Wegen dieser Übertretung wurde ihm mit dem rechtskräftigen Mandatsbescheid der Bezirkshauptmannschaft Vöcklabruck vom 29. März 1995 die Lenkerberechtigung gemäß § 74 Abs. 1 und § 73 Abs. 3 KFG 1967 vorübergehend für die Dauer von vier Wochen (gerechnet ab der am 3. April 1995 erfolgten Zustellung des Bescheides) entzogen. Weiters wurde in diesem Bescheid gemäß § 73 Abs. 2a und § 64a KFG 1967 eine Nachschulung angeordnet.

Am 4. Mai 1995 wurde dem Beschwerdeführer der Führerschein ausgefolgt. Darin war eine Verlängerung der Probezeit bis 21. Mai 1997 eingetragen.

Am 17. Mai 1997 wurde beim Beschwerdeführer im Rahmen einer Verkehrskontrolle eine Atemluftuntersuchung durchgeführt, die einen Wert von 0,14 mg/l ergab.

Mit dem im Instanzenzug ergangenen angefochtenen Bescheid wurde gemäß § 64a Abs. 2 KFG 1967 eine Nachschulung angeordnet und das Ende der am 4. Mai 1995 in den Führerschein eingetragenen Probezeit auf 19. Mai 1997 berichtigt.

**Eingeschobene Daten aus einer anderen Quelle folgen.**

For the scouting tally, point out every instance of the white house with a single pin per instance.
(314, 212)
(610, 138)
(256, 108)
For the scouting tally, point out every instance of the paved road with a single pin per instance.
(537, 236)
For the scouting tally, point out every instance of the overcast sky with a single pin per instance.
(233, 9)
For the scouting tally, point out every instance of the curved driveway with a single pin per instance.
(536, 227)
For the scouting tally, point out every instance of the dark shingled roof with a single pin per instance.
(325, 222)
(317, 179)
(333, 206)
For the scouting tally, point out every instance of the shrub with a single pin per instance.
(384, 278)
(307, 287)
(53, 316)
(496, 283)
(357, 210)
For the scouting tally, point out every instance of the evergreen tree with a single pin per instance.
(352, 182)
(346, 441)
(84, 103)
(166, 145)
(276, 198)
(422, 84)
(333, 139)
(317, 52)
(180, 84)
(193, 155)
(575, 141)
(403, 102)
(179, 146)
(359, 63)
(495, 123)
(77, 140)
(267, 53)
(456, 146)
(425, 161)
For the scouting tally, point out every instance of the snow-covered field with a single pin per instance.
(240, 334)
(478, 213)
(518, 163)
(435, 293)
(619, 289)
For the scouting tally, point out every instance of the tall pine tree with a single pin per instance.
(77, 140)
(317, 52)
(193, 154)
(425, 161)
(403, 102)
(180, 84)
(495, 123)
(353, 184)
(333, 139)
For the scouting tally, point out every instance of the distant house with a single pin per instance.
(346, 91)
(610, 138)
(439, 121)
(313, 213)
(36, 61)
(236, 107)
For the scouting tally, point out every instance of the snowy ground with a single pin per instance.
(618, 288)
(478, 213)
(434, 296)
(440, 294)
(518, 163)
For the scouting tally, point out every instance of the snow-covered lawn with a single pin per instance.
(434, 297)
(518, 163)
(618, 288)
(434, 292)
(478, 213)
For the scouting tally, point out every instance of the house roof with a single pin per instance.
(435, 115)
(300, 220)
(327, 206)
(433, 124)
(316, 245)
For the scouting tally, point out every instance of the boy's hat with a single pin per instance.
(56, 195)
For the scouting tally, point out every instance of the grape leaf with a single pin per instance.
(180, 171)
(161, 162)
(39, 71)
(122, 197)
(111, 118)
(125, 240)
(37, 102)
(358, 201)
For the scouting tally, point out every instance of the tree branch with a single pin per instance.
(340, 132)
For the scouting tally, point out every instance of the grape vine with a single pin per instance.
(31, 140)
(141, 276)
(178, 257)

In der Begründung dieses Bescheides vertrat die belangte Behörde die Auffassung, durch den Bescheid vom 29. März 1995 habe sich die gesetzliche Probezeit von zwei Jahren um ein Jahr (bis 21. April 1997) verlängert. Unter Berücksichtigung der Entziehungsdauer von vier Wochen habe die Probezeit am 19. Mai 1997 geendet. Der Beschwerdeführer habe daher innerhalb der Probezeit gegen § 64a Abs. 4 KFG 1967 verstoßen, sodass neuerlich eine Nachschulung anzuordnen gewesen sei. Entgegen der Auffassung des Beschwerdeführers habe sich die Probezeit auch um die Entziehungsdauer von vier Wochen verlängert, weil der Beschwerdeführer während der Entziehungsdauer seine Verkehrszuverlässigkeit nicht habe unter Beweis stellen können.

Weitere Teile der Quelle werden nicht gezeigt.